Engineering budding yeast for the de novo synthesis of valuable flavanone derivatives

Abstract

Flavonoids, such as homoeriodictyol derivatives, hold significant value in nutraceuticals, foods, and pharmaceuticals. Microbial synthesis of these products has emerged as a powerful approach due to its sustainability and environmental friendliness. However, constructing microbial cell factories of homoeriodictyol derivatives is often challenged by the lack of a biosynthesis pathway and the poor performance of endogenous metabolic networks. Here, an efficient Saccharomyces cerevisiae cell factory was designed and metabolically engineered for the de novo biosynthesis of homoeriodictyol 7-O-glucoside. Relieving the feedback inhibition and overexpressing the key enzymes successfully achieved the biosynthesis of homoeriodictyol with a titer of 174.0 mg L⁻¹. Enzyme screening strategies explored missing glycosyltransferases and unveiled the homoeriodictyol 7-O-glucoside synthesis pathway for the first time. Blocking the glycoside hydrolysis pathway improved the titer of homoeriodictyol 7-O-glucoside by a substantial 7.2-fold.
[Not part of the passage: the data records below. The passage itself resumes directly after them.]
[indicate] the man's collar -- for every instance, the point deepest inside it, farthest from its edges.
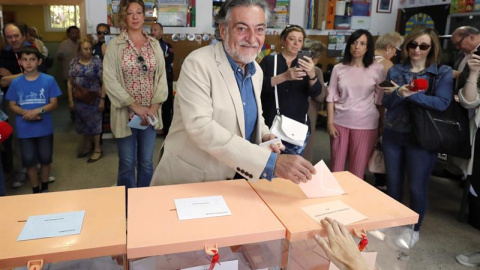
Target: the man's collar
(249, 68)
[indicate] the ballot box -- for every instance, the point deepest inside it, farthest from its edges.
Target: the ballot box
(384, 220)
(98, 242)
(179, 226)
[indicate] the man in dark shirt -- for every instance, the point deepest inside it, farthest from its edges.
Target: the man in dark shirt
(103, 29)
(156, 30)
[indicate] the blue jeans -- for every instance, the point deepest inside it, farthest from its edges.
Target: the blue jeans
(136, 152)
(2, 179)
(403, 156)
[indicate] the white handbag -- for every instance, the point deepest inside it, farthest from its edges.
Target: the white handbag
(285, 128)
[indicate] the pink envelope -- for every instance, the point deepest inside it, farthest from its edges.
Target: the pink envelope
(323, 183)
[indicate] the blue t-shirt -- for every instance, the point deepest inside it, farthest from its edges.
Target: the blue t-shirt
(30, 95)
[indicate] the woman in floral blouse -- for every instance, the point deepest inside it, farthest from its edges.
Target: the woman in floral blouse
(135, 80)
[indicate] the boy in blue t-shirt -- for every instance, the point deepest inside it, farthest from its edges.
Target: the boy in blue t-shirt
(32, 97)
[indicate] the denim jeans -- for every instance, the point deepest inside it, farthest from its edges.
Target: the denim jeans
(403, 156)
(2, 179)
(136, 152)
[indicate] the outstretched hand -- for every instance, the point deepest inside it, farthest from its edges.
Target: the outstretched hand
(341, 249)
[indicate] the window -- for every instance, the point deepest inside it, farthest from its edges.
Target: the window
(60, 17)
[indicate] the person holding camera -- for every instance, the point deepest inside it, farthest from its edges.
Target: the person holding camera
(354, 105)
(295, 80)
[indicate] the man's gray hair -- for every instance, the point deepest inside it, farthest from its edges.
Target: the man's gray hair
(223, 16)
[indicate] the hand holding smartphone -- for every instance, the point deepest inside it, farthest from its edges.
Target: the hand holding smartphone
(302, 53)
(386, 83)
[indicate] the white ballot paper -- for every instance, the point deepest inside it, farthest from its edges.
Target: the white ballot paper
(337, 210)
(201, 207)
(136, 122)
(230, 265)
(323, 183)
(53, 225)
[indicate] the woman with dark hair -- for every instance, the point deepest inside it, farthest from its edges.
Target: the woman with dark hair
(136, 83)
(421, 55)
(86, 73)
(295, 80)
(354, 105)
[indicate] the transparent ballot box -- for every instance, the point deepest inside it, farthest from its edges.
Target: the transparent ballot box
(100, 243)
(250, 237)
(384, 220)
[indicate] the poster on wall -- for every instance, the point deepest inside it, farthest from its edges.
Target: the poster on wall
(421, 3)
(336, 44)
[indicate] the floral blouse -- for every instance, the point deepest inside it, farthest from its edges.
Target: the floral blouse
(139, 68)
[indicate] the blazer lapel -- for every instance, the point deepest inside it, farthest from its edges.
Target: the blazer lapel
(227, 73)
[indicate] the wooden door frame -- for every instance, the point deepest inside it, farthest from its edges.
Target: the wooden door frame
(81, 3)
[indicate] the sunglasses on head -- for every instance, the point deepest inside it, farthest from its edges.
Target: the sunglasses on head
(413, 45)
(142, 61)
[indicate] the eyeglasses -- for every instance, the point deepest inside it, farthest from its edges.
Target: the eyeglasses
(457, 45)
(413, 45)
(142, 61)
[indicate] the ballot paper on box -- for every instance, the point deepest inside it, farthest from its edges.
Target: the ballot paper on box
(323, 183)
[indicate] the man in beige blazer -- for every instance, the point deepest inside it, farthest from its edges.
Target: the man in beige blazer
(212, 136)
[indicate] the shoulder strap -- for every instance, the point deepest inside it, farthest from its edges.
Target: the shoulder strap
(276, 92)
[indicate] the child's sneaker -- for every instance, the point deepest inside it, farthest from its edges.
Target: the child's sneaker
(408, 238)
(20, 179)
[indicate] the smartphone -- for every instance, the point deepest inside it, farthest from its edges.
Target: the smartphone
(386, 83)
(303, 53)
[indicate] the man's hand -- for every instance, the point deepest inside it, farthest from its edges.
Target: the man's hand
(273, 146)
(294, 168)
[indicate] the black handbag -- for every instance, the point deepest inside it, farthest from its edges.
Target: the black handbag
(446, 132)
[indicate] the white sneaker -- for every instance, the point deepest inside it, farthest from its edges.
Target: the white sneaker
(472, 259)
(20, 179)
(408, 238)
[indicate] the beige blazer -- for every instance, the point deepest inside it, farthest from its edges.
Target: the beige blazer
(206, 141)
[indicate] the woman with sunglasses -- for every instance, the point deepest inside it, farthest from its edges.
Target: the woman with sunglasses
(353, 105)
(136, 83)
(403, 156)
(295, 79)
(86, 72)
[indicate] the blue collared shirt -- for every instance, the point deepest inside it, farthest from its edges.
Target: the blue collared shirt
(250, 111)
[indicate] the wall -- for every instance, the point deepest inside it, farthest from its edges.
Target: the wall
(34, 16)
(381, 23)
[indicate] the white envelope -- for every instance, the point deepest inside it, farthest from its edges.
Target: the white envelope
(323, 183)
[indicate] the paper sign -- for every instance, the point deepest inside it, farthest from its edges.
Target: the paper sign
(54, 225)
(201, 207)
(230, 265)
(323, 183)
(337, 210)
(370, 258)
(136, 122)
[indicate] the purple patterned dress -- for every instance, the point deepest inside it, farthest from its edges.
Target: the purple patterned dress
(88, 119)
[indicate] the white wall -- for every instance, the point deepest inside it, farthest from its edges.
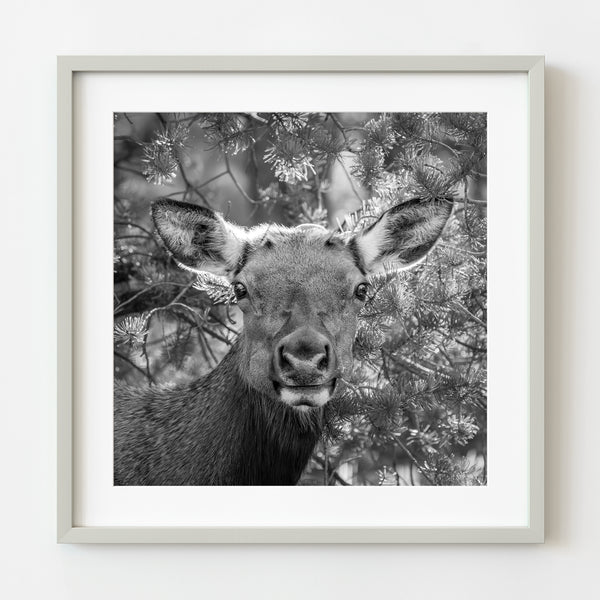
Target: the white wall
(33, 32)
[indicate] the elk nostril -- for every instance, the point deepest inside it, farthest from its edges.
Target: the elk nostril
(322, 364)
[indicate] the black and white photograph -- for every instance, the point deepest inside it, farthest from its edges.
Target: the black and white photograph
(300, 299)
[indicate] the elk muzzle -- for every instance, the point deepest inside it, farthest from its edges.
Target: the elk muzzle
(304, 365)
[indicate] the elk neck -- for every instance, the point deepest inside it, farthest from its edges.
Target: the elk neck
(273, 442)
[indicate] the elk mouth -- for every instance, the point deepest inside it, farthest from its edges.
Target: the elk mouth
(305, 397)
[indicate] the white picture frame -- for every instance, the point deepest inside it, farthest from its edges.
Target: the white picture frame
(68, 531)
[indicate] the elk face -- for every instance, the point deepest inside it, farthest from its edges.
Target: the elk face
(300, 289)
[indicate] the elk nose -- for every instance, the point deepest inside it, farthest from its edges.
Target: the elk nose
(303, 357)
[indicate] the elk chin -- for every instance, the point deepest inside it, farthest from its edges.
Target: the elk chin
(304, 398)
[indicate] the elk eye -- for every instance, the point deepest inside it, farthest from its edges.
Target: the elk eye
(361, 291)
(239, 290)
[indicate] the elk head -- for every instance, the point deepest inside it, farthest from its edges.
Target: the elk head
(300, 289)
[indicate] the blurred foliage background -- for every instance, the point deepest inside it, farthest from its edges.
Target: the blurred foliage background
(413, 411)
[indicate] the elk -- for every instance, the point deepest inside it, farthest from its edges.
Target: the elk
(256, 418)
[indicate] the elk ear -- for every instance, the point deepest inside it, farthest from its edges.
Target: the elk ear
(404, 234)
(198, 238)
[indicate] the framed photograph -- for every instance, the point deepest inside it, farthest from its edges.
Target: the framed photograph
(300, 299)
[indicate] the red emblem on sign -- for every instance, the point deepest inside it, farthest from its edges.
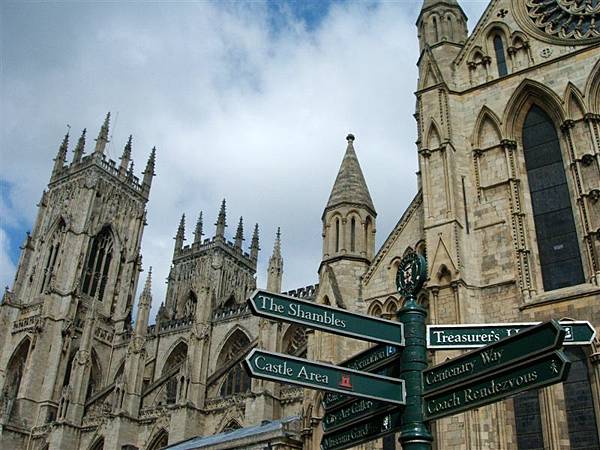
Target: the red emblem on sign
(346, 383)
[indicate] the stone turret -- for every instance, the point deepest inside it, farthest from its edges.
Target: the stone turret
(221, 221)
(349, 217)
(275, 270)
(61, 157)
(441, 21)
(126, 157)
(149, 171)
(239, 234)
(198, 231)
(180, 236)
(79, 148)
(254, 245)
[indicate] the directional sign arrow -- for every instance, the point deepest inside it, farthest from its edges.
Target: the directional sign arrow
(370, 360)
(465, 336)
(527, 344)
(356, 411)
(362, 432)
(543, 371)
(326, 318)
(289, 369)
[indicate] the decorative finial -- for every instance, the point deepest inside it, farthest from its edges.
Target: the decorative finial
(254, 248)
(221, 220)
(198, 231)
(80, 147)
(239, 234)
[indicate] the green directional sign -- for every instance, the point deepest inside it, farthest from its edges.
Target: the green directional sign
(546, 370)
(362, 432)
(326, 318)
(375, 359)
(465, 336)
(289, 369)
(353, 412)
(527, 344)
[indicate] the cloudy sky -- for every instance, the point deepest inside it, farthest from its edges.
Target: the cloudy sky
(248, 101)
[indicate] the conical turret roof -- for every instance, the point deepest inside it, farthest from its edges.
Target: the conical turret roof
(350, 185)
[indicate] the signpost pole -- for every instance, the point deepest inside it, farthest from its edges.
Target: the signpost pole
(414, 435)
(412, 273)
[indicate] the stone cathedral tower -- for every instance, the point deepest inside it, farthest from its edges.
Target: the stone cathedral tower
(507, 210)
(74, 287)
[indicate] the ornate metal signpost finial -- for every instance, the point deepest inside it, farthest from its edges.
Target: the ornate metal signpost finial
(412, 273)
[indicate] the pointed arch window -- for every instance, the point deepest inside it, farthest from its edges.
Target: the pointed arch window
(97, 265)
(236, 382)
(500, 56)
(353, 235)
(337, 235)
(14, 375)
(436, 32)
(51, 258)
(558, 245)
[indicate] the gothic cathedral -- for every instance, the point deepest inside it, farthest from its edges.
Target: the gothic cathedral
(507, 213)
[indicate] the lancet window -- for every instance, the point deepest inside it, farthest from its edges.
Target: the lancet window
(558, 244)
(97, 265)
(52, 256)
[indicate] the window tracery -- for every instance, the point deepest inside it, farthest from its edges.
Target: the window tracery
(98, 263)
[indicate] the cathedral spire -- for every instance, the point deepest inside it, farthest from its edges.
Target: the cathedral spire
(61, 156)
(254, 248)
(441, 21)
(275, 270)
(239, 234)
(149, 171)
(126, 157)
(350, 186)
(79, 148)
(102, 138)
(198, 231)
(180, 236)
(221, 221)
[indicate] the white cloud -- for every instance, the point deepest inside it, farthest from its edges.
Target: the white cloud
(7, 268)
(236, 110)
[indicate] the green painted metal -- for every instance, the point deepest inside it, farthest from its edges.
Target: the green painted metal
(334, 320)
(375, 359)
(414, 434)
(527, 344)
(355, 411)
(362, 432)
(289, 369)
(546, 370)
(464, 336)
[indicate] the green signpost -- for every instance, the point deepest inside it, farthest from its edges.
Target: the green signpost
(342, 410)
(355, 411)
(365, 431)
(375, 359)
(464, 336)
(326, 318)
(289, 369)
(505, 353)
(543, 371)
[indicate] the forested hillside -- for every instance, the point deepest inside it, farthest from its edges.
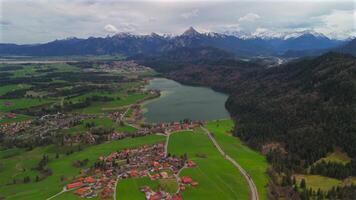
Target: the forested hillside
(297, 113)
(307, 106)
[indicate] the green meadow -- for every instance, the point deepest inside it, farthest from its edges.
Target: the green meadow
(100, 121)
(253, 162)
(102, 107)
(21, 103)
(18, 118)
(14, 167)
(217, 177)
(13, 87)
(336, 156)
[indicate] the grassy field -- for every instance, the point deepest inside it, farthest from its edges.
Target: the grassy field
(113, 105)
(217, 177)
(337, 156)
(315, 182)
(10, 88)
(102, 121)
(324, 183)
(60, 167)
(21, 103)
(18, 118)
(71, 196)
(253, 162)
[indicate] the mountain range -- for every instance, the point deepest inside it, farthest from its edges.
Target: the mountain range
(130, 45)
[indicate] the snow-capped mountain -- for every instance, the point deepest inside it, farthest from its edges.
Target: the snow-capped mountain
(260, 42)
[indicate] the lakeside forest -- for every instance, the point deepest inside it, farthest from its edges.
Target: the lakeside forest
(75, 129)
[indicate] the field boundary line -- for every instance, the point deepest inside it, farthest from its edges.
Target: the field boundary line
(251, 184)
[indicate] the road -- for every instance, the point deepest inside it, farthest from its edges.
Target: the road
(59, 193)
(251, 184)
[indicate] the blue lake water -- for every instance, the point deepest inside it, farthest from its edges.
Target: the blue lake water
(178, 102)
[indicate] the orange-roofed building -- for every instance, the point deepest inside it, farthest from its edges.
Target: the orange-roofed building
(133, 173)
(89, 180)
(177, 197)
(11, 115)
(186, 180)
(155, 164)
(191, 163)
(156, 196)
(74, 185)
(82, 191)
(186, 126)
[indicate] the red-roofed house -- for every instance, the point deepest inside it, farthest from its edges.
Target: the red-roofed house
(191, 163)
(82, 191)
(186, 180)
(89, 180)
(177, 197)
(74, 185)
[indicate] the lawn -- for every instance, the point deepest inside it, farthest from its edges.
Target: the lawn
(129, 189)
(102, 121)
(18, 118)
(217, 177)
(315, 181)
(60, 167)
(71, 196)
(96, 108)
(253, 162)
(10, 88)
(336, 156)
(21, 103)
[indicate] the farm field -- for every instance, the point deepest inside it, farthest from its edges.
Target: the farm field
(60, 167)
(324, 183)
(13, 87)
(337, 156)
(253, 162)
(21, 103)
(18, 118)
(217, 177)
(98, 108)
(102, 122)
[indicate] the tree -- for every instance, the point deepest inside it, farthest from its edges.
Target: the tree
(302, 184)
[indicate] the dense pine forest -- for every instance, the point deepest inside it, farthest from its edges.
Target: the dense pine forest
(295, 113)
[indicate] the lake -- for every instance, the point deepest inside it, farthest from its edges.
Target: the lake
(178, 102)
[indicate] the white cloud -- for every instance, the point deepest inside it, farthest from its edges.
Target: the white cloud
(190, 14)
(23, 21)
(339, 24)
(111, 28)
(250, 17)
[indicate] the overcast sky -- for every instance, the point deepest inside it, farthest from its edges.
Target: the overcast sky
(37, 21)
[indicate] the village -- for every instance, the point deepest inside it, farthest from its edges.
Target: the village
(145, 161)
(100, 179)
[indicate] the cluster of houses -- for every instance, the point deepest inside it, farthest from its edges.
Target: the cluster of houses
(14, 127)
(123, 67)
(166, 128)
(144, 161)
(65, 120)
(159, 195)
(162, 128)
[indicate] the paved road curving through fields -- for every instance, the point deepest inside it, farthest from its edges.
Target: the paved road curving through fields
(251, 184)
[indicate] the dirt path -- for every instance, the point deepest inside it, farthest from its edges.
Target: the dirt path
(59, 193)
(251, 184)
(166, 144)
(117, 180)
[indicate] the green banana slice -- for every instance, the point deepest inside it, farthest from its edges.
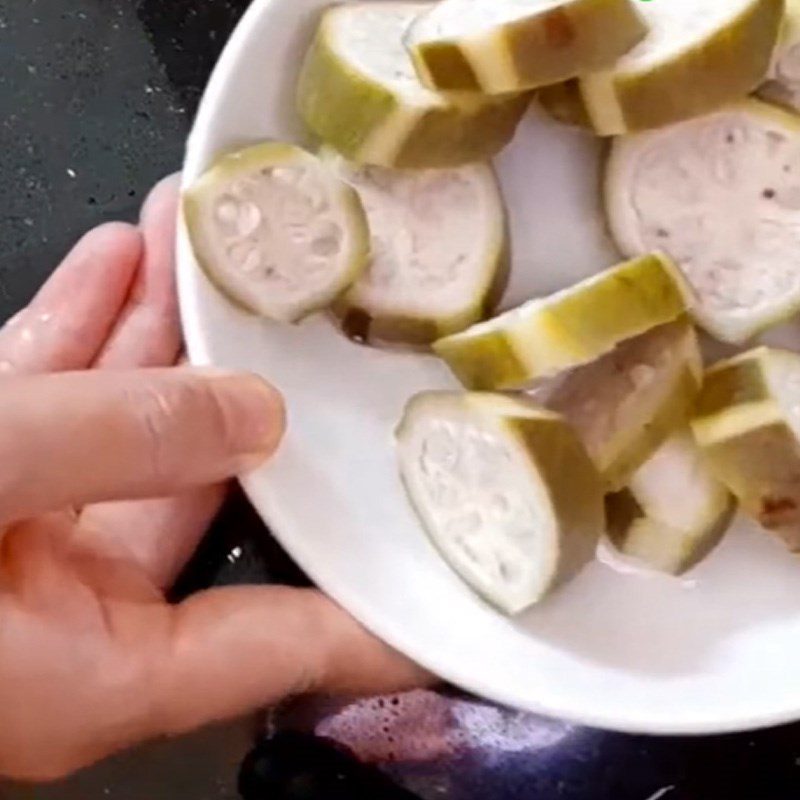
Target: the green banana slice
(276, 231)
(748, 423)
(674, 512)
(505, 491)
(721, 196)
(696, 58)
(500, 46)
(564, 103)
(626, 404)
(544, 337)
(783, 80)
(359, 92)
(439, 251)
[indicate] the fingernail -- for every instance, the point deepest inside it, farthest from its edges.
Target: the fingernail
(254, 416)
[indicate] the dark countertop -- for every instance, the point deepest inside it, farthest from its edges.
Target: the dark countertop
(96, 98)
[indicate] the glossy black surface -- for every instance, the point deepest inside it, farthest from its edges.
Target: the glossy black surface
(96, 97)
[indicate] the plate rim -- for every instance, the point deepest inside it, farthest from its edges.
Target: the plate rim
(198, 355)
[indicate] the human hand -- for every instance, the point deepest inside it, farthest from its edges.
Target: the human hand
(92, 658)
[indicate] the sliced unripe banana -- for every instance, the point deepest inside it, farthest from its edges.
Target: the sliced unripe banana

Metabolically regulating NADPH regeneration reduced the intermediate accumulation by 91.3%, while strengthening uridine diphosphate-glucose and substrate supply further boosted the homoeriodictyol 7-O-glucoside production. Altogether, these advancements led to a record homoeriodictyol 7-O-glucoside titer of 600.2 mg L⁻¹ and a yield of 12.2 mg g⁻¹ glucose. Overall, the versatile S. cerevisiae cell factory shows the potential to synthesize homoeriodictyol 7-O-glucoside, contributing to the green and sustainable production of natural products.